What’s In Your Watch?

We’ve racked our memories to think of some of the most unusual materials you might find in a watch. Some of these are true explorations of watchmaking or luxury ideology, others are examples of material experimentation in context of a brand partnership. None of them was made just for the sake of stirring controversy or as a PR stunt. As befitting an industry built on the logic and principles of mechanical engineering, everything here was made for a reason.

 

Sand

Top three places where sand is decidedly unwelcome: in your plate of seafood spaghetti, in the delicate parts of your anatomy, in a mechanical instrument. The early years of HYT, however, brought us a watch that literally had grains of sand embedded in its case. The limited-edition H1 Sand Barth (2014) utilised a case made of high-grade epoxy resin encapsulating sand from the legendary beach of Anse du Gouverneur on the island of Saint-Barthélemy. A few years ago, a wave of anti-consumerist thought promoted the idea that we should spend our money on experiences rather than on things. This is a blatantly false dichotomy, as the HYT H1 Sand Barth demonstrates. You can have a combination of experience and thing. Your beach paradise vacation can forever be memorialised by becoming part of your watch.  

What’s In Your Watch?

Straw

Watch dials are a canvas for artistic expression, and while traditional decorative techniques like enamelling and gem-setting maintain an evergreen popularity, experimental materials do pop up from time to time.

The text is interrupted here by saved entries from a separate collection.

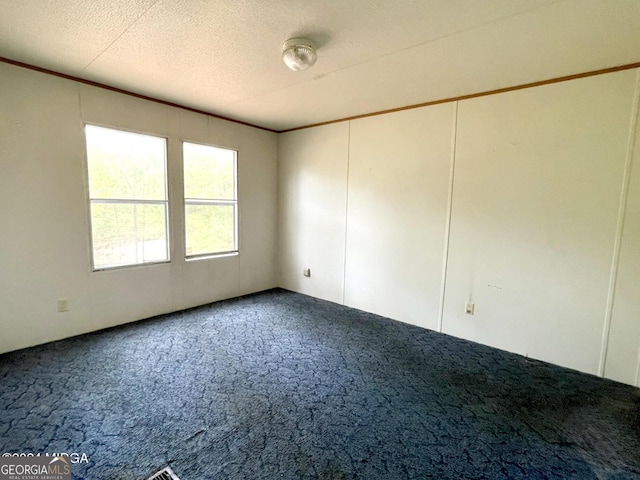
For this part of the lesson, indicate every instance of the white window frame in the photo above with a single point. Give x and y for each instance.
(221, 202)
(120, 201)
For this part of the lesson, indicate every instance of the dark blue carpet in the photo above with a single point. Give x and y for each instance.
(280, 385)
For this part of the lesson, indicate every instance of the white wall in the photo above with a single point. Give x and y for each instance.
(44, 219)
(538, 178)
(397, 211)
(312, 209)
(623, 352)
(533, 199)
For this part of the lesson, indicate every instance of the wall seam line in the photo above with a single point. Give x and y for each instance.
(447, 234)
(346, 216)
(622, 208)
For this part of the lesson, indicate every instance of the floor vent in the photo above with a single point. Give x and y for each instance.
(164, 474)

We’ve seen feathers and butterfly wings used in marquetry-style dials, which is fairly logical since feathers and butterfly wings are nature’s way of decorating its own creations. But straw? The agricultural byproduct used to bed cattle and mulch gardens? The Hermès Arceau Marqueterie de Paille (2012) was distinguished by dials of straw marquetry, reportedly a much trickier technique to master than classical wood marquetry, since the softness of straw makes it difficult to cut the crisp, sharp edges required for this precise craft.

What’s In Your Watch?

Sugar

Generally speaking, you don’t want food in your watch, unless you’re one of those horological tinkerers who soaks watches in apple cider vinegar and marinara sauce to artificially hasten the development of case patina. Bovet, however, decided to flip the script on this particular piece of accepted wisdom, and gave us the Miss Audrey Sweet Art (2021), containing a dial blanketed in sugar crystals, specially coated to preserve them in perpetuity without melting or otherwise degrading. If you ever wanted that extra dose of sweetness in your life without actually adding more sugar to your diet, skip the supermarket dessert aisle and head to your nearest Bovet boutique.

What’s In Your Watch?

Grass

Football fans don’t get much credit nowadays, often being painted as beer-swilling hooligans with a penchant for instigating public disturbances. However, their stalwart support of their chosen clubs and the profound loyalty they exhibit are fine character qualities that any luxury brand would love to see in their own audiences. The first major crossover between Swiss watchmaking and professional football came with Hublot and their partnership with English Premier League mega-club Manchester United. The Hublot King Power “Red Devil” Manchester United limited edition (2012) contained resin-preserved grass from Old Trafford, the home of Manchester United. 

What’s In Your Watch?

Bug secretions

This might surprise you, but there are insect secretions in almost every single mechanical watch ever made. It’s not an accidental inclusion, like the occasional bug that gets smashed up in the process of making canned tomatoes. This is something that is deliberately incorporated in a key component of watch movements. I’m talking about shellac, the exudate of lac bugs that is painstakingly harvested, refined and used to affix synthetic ruby pallets to a watch escapement anchor. Probably the only mechanical watch movements that don’t contain shellac are those with silicon escapements, so if you own a mechanical timepiece, chances are that a very tiny percentage of it is of insect origin.